It’s amazingly quiet at the upper end of the huge municipal park, furthest from the city center but still in town. A spot overlooking the stream is unoccupied, and I sit down with my back to the sun, surrounded by the first new foliage of spring.
A pair of mallards, which apparently make their home along this stretch of the stream, nonchalantly drift downstream as I walk up, but stop in an eddy only 20 meters away. A quarter hour later, obviously feeling the human is ok, they paddle back upstream to clean, preen and sleep directly across from me.
The green head of the male fluoresces in the sunlight, and the blue chevrons on his wings add the perfect touch to his startling colors. The brown and white speckled breast of the female looks very plump; she’s obviously ready to give birth to a new brood. The male turns its head nearly 180 degrees, tucks it into his back feathers, and goes to sleep.
Stupendous clouds of every shape, size and color scud across the sky. There are large gaps between them, so one minute the sun streams down through fleecy white formations with a backdrop of azure; the next minute dark and ominous masses pile together, looking as if they could send rain and thunder crashing down upon the earth.
The quietness penetrates and deepens; meditation begins. When thought yields to seeing and being, reverence spontaneously flows forth within one. Not reverence for nature per se, but for life and death, beauty and mystery within and beyond all of nature’s changing forms.
There can be no reverence for or from thought, even for its best processes and productions, anymore than there can be reverence for a bridge or a building, including the greatest cathedrals. Stillness of mind and emptiness of being are the sine qua non of reverence and love.
As a great religious teacher said, “without meditation the heart becomes as desert, a wasteland.” Negating the observer is always the starting point, but any effort to dissolve the mechanism of thought’s infinite regress only strengthens the separate self.
“The Cloud of Unknowing” is a classic of Christian mysticism, written anonymously in the 14th century, and still widely read in some circles, not all of them closed and cloistered.
There’s a lot of contemplative nonsense in that little book, but there are a few gems like this as well: “Thought cannot comprehend God…you must set aside all knowledge and cover it over with a cloud of forgetting.”

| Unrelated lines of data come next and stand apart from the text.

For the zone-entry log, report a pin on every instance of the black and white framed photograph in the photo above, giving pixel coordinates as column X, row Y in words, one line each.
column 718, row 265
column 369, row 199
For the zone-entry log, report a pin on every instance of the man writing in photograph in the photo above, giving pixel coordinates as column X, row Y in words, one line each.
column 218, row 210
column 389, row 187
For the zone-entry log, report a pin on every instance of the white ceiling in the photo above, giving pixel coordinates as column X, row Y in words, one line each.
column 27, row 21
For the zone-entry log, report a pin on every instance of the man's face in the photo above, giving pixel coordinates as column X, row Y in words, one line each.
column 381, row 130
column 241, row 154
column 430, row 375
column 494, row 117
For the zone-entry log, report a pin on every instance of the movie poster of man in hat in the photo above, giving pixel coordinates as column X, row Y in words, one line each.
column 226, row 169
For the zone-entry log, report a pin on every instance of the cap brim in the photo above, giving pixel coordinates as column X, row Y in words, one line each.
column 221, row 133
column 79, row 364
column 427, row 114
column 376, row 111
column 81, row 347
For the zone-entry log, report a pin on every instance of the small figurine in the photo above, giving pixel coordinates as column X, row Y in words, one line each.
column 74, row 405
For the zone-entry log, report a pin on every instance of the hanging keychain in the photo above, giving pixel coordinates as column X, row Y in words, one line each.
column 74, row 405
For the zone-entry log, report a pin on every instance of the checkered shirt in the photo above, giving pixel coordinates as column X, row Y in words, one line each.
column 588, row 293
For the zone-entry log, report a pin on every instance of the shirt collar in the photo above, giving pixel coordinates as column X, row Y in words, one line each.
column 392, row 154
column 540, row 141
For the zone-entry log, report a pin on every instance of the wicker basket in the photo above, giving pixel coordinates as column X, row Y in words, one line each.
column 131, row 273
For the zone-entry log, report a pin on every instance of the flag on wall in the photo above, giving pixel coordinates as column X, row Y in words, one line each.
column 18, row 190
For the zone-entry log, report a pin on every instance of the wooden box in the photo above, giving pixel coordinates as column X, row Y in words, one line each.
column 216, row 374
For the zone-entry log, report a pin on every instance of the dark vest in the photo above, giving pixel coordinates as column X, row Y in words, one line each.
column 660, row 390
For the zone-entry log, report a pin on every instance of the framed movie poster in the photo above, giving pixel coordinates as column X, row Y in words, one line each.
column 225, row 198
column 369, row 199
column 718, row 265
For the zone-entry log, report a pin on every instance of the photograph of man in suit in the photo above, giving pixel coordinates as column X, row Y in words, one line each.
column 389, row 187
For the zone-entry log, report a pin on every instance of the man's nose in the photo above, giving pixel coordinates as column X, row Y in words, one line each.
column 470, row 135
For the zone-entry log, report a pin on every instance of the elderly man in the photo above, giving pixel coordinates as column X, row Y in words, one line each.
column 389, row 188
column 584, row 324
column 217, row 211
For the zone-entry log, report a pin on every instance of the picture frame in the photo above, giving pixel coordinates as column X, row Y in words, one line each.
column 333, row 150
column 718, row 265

Wikipedia describes “The Cloud of Unknowing” this way: “The underlying message of this work proposes that the only way to truly ‘know’ God is to abandon all preconceived notions and beliefs or ‘knowledge’ about God and be courageous enough to surrender your mind and ego to the realm of ‘unknowingness,’ at which point, you begin to glimpse the true nature of God.”
Only at the end of the hour do dogs bark and machines start up, marking the end of the sitting. Walking out one feels again the ‘unbearable lightness of being,’ but I’m quickly brought down to earth when I encounter three large dogs walking a trio of overweight people.

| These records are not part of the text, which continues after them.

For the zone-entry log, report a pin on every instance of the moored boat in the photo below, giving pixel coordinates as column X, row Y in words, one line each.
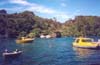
column 85, row 43
column 13, row 54
column 24, row 40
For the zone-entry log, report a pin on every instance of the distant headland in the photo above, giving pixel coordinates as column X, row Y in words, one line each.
column 28, row 24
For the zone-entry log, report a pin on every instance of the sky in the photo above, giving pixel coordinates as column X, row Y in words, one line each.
column 62, row 10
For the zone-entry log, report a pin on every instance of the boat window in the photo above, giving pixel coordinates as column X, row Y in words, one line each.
column 77, row 41
column 86, row 40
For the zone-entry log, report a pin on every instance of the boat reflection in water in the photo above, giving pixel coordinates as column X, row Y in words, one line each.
column 83, row 53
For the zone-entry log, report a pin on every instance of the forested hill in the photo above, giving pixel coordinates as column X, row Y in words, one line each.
column 21, row 24
column 83, row 25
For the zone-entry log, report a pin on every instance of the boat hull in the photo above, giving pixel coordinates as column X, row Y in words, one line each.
column 12, row 55
column 25, row 41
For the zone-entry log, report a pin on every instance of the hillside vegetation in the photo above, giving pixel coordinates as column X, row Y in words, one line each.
column 27, row 23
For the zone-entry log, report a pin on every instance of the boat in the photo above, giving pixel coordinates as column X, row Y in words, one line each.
column 24, row 40
column 82, row 42
column 13, row 54
column 83, row 53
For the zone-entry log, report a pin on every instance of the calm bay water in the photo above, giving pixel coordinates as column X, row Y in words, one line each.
column 55, row 51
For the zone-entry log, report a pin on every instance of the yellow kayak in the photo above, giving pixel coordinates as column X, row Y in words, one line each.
column 85, row 43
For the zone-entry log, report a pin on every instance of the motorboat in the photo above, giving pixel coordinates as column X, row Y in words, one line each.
column 83, row 42
column 24, row 40
column 13, row 54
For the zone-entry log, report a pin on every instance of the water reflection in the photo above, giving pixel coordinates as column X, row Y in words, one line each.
column 83, row 53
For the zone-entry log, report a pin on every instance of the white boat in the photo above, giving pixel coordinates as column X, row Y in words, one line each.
column 13, row 54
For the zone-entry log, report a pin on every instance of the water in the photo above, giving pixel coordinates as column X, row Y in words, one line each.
column 55, row 51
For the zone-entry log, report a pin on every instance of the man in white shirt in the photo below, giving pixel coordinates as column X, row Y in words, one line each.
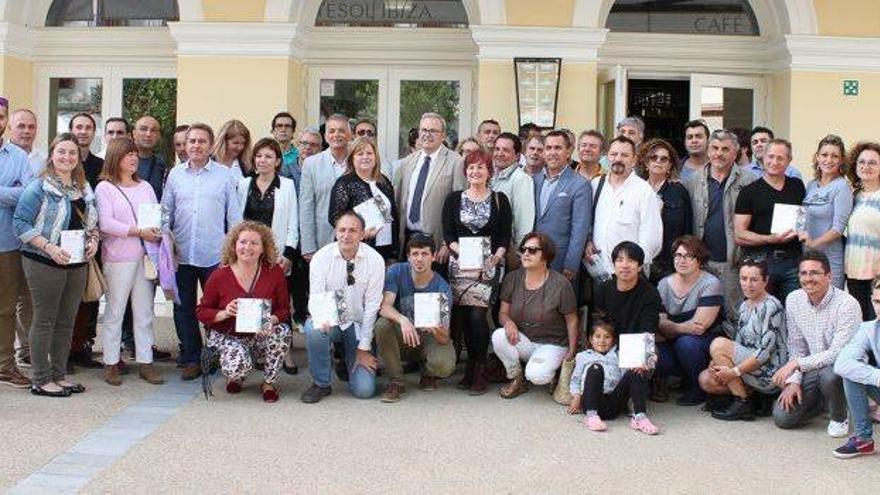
column 319, row 174
column 626, row 209
column 23, row 127
column 519, row 188
column 355, row 268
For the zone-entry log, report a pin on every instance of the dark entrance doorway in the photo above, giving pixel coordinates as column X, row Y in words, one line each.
column 663, row 105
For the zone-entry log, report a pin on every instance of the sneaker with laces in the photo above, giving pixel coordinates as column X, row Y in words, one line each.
column 854, row 447
column 13, row 378
column 594, row 423
column 838, row 429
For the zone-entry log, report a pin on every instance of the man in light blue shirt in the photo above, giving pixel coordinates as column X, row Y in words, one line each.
column 202, row 205
column 15, row 173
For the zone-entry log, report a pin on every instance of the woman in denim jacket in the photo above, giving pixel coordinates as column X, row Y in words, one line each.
column 59, row 200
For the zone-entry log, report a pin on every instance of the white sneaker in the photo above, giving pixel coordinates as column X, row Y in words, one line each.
column 838, row 430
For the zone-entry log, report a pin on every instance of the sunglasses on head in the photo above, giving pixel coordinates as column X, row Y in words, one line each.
column 529, row 249
column 349, row 269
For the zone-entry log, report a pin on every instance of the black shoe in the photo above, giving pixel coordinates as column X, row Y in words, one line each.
column 315, row 393
column 35, row 390
column 738, row 410
column 691, row 398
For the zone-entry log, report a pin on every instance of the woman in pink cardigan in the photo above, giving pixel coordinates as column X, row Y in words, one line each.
column 124, row 245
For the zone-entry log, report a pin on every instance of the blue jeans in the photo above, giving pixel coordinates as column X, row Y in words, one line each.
column 783, row 275
column 361, row 381
column 687, row 355
column 857, row 397
column 188, row 333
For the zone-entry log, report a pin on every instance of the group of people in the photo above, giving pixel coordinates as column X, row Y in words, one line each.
column 581, row 239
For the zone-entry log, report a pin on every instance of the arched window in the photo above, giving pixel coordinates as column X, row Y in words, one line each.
column 718, row 17
column 392, row 13
column 82, row 13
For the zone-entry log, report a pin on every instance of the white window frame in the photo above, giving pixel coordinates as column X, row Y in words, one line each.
column 388, row 111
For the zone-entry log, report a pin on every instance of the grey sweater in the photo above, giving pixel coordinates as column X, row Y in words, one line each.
column 852, row 362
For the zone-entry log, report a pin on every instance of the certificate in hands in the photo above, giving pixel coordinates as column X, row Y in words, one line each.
column 149, row 216
column 788, row 217
column 472, row 252
column 329, row 307
column 252, row 315
column 74, row 242
column 637, row 350
column 431, row 310
column 374, row 212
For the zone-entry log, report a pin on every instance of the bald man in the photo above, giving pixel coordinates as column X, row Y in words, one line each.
column 23, row 131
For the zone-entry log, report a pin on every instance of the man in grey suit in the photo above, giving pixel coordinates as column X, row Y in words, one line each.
column 319, row 174
column 423, row 181
column 563, row 204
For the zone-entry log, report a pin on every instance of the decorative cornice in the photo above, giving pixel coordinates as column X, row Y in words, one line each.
column 239, row 39
column 16, row 40
column 833, row 53
column 574, row 44
column 398, row 46
column 141, row 46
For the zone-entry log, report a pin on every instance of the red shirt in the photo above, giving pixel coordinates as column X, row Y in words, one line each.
column 222, row 288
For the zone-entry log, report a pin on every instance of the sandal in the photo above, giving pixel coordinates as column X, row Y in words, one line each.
column 641, row 423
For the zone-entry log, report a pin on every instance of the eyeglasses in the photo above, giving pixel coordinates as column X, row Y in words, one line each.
column 349, row 269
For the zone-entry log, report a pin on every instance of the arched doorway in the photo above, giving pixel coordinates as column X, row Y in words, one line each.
column 390, row 62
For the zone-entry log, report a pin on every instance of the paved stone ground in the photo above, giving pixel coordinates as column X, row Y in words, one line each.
column 139, row 438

On the walk, an experience I had when I first moved to this town comes to mind. The edge of town was a mile from the apartment complex I had moved into, and the countryside was still quite wild. I would often see pheasants, various hawks (including those extraordinary hovering falcons, the kites), and would sometimes even catch a glimpse of a coyote.
After sitting down one pleasantly familiar summer morning in the dry grass next to the creek, I heard something moving toward me. A few seconds later I saw it—a fat, four-foot long rattlesnake! For some inexplicable reason it kept coming directly toward me; my legs and arms became springs, adrenaline bouncing me off the ground like a jackrabbit.
The snake stopped, stretched out to its full length in the grass. It didn’t coil, and it didn’t rattle. Then I did something that seems strange now but fitting then—I sat back down.
With the rattler only an arm’s length away, I sat there for a full hour. Fear dissipated, but I didn’t take my eyes off the snake for long. Attention, which grows intense during passive observation in nature anyway, intensified to a tremendous degree.
Walking back past school kids playing on green, manicured lawns during recess, I felt like I’d been in the wilderness for a week.
A few years later, I knew it was over for the wildlife in the area when I passed some schmuck, his young son adoringly in tow, proudly holding up a rattler he had just killed of the same size. ‘Why did you kill it?’ I foolishly asked, knowing the answer but feeling I had to say something. “Because it might have bitten my boy,” came the disingenuous reply.
A professor I talked with recently said that even his cat suffers from what he calls the ‘primal paradox’—that is, being both a separate individual and an inextricable member of a collective species. But that’s ridiculous; animals aren’t having a crisis of consciousness, except as man is visiting it on them.
There is only one way out for humans now—to grow into human beings. Content-consciousness has accumulated so much useless material that it has formed a black hole, at least where western civilization used to be, sucking all but the strongest into it.
But there’s a way out, and ahead. One can leave the stream of content-consciousness, if only temporarily each day, through setting aside time for passive but intense observation. Doing so, the content of consciousness (memories, emotions, associations and experiences–the whole movement of thought) ceases operating in the brain. Negating the known, one enters a consciousness of a completely different order.
Negation and meditation do not occur through effort or will, only through undirected watchfulness, which gathers tremendous attention and permits the clarity of unknowing.